Adaptation vs Standardization: The Eternal Dilemma
Updated: May 6, 2018
Some companies opt for selling standard products, others prefer to face the challenge of adapting their products. Denisse Baqué reports...
Selling a swedish image as IKEA could be the “right” strategy to enter a new market; wherever IKEA goes, the company tries to remain itself, without adapting its products. IKEA executives know they do not have to make a real adaptation because this standard Swedish image is the decisive factor to attract and gain customers, it is what it sells.
The results of IKEA strategy? Take for example the Chinese Market, consumers in China fell in love with the famous Swedish meatballs, Kötbullar (swedish for meatballs) and with the traditional Christmas ginger cookies Pepparkakor. Whether they were fancy or simply exotic it did not really matter, what it did matter was Chinese consumers were tasting a piece of Sweden without even travel away from home and IKEA was accumulating incredibly profits by doing that.
Following the same example above, adapting a product could also be the “right” strategy to persuade consumers, just as the Spanish group Nutrexpa did in China too, the famous traditional spanish brand Cola Cao expanded in flavors and shapes to get into this particular market. Cola Cao represents vanilla, banana and strawberry for Chinese and the brand turn out to even open a new line of products under the same name of Cola Cao, offering little cakes for them; unlike in Spain, where ColaCao represents chocolate powder only.
Some companies opt for selling standard products, others prefer to face the challenge of adapting their products. However, Multinationals, global brands, big empires, they all have arranged and dealt with incomparable international strategies in order to succeed in this new adventure, which believe it or not, it is not just a challenge but a game in which there is no “right” strategy or certain path to follow.
Getting deeper into Terms.
In terms of Marketing and according to the website “Business Case Study” differentiation is the first step for Adaptation. It is the process of altering the marketing mix elements, in such a way the marketing mix will appeal to different markets.
Meanwhile on the other hand, Standardization refers to apply those marketing mix elements in a standard way no real alteration needed, the same product you sell in your home country, the same product is going to be sold in China and Ecuador, for example.
But what if there is no single perfect marketing mix? Indeed there is no strict marketing mix because it does not exist a “right” strategy which could fit 100% a market. There are better mixes than others, absolutely, but this is where companies should work on.
The dilemma of standardization - adaptation really depends on the point of view of the company and on the level of commitment to meet customer’s wants.
However it is relevant to notice that:
In some markets many barriers will exist for both processes: standardization or adaptation, language, brand policies among other aspects.
It is already process to think and plan the standard marketing mix for a product. But this can be helpful at the moment to adapt.

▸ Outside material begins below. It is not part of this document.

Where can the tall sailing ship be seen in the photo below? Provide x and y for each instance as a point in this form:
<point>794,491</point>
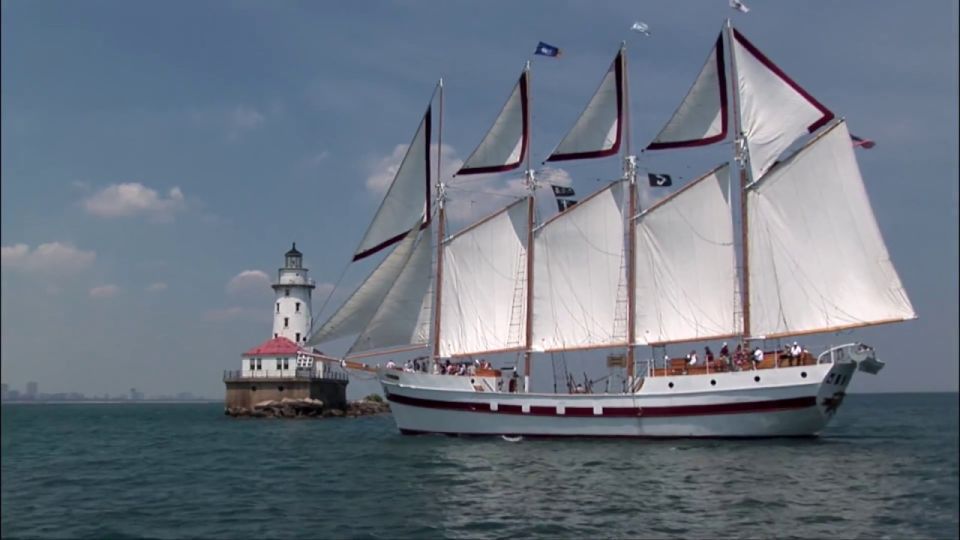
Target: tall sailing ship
<point>805,256</point>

It is also a challenge researching and planning on how this standard marketing mix may fit a different market.
Baqué, Denisse. (2013) Marketing in China: Food Product Adaptation Process. Bachelor Thesis for the University of Deusto. Bilbao, Spain.
Armstrong, G. and Kotler, P. (2003). Marketing: an Introduction. Upper Saddle River, Published by N.J.: Prentice Hall.
Business Case Study. (2016). Marketing Theory: International Marketing. Available at:
Approaching the “perfect” marketing mix for a determined market should be the goal of every Marketing Team. Infinite amount of combinations can be made by using the standard mix though, the ‘same’ product can have extremely different mixes for different markets around the world.